Question about a corollary of Bessel inequiality I'm trying to prove: > **Let $(X,<,>)$ be a vector space with inner product and $E \subseteq X$ be a orthonormal subset of $X$. Prove that** > > **$\mathcal A$ ={$x \in E : |<y,x>| \neq0$} it's numerable.** Using the Bessel inequality that says: > **Let $(X,<,>)$ be a vector space with inner product.** > > **If { $x_i$}$_{i=1}^n$ are orthonormal then $\sum_{i=1}^n |<x_i,y>|^2 \le \|y\|^2 $ for every $y\in X$**. I have the suggestion to take $\mathcal A_n=${$x \in E : |<y,x>| 1/n$} for every $n \in \mathbb N$ and aplly Bessel inequiality. I understand why it ends with this, but really don't see how make the $\mathcal A_n$ numerable with Bessel inequality.
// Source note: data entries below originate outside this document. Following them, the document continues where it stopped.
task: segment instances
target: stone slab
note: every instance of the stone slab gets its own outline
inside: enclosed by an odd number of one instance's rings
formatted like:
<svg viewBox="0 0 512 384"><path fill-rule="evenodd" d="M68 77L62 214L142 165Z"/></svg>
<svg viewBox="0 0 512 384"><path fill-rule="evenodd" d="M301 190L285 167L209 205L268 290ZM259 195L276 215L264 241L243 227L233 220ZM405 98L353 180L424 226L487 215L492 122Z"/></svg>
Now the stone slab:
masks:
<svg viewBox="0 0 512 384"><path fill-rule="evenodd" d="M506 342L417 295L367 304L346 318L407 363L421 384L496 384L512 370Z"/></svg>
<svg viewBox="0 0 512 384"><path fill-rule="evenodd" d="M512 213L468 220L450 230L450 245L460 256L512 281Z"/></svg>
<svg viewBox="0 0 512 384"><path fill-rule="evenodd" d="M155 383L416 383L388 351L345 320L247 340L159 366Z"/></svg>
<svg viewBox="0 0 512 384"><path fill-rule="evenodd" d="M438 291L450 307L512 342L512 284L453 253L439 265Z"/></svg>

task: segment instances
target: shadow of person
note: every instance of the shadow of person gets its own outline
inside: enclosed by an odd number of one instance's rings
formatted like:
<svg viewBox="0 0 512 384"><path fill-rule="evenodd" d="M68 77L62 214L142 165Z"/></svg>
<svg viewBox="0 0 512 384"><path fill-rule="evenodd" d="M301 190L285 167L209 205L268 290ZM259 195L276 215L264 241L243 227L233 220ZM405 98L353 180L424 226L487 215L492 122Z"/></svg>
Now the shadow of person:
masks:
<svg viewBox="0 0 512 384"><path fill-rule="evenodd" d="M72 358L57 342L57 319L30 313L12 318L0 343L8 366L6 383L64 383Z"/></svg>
Thank you.

Let $x\in A_n$. From Bessel inequality (and the fact that being $A_n\subseteq E$ it's an orthornomal subset of X) we obtain

$||y||^2\ge\sum_{x\in A_n} |\langle x,y \rangle|^2\ge \sum_{x \in A_n} \frac{1}{n^2}$

Thus, if $A_n$ was infinite, the RHT would diverge, which is absurd since it is bounded by $||y||^2$. Since $A_n$ is finite, $A=\bigcup_{n\in \mathbb{N}}A_n$ is numerable (being a numerable union of finite sets)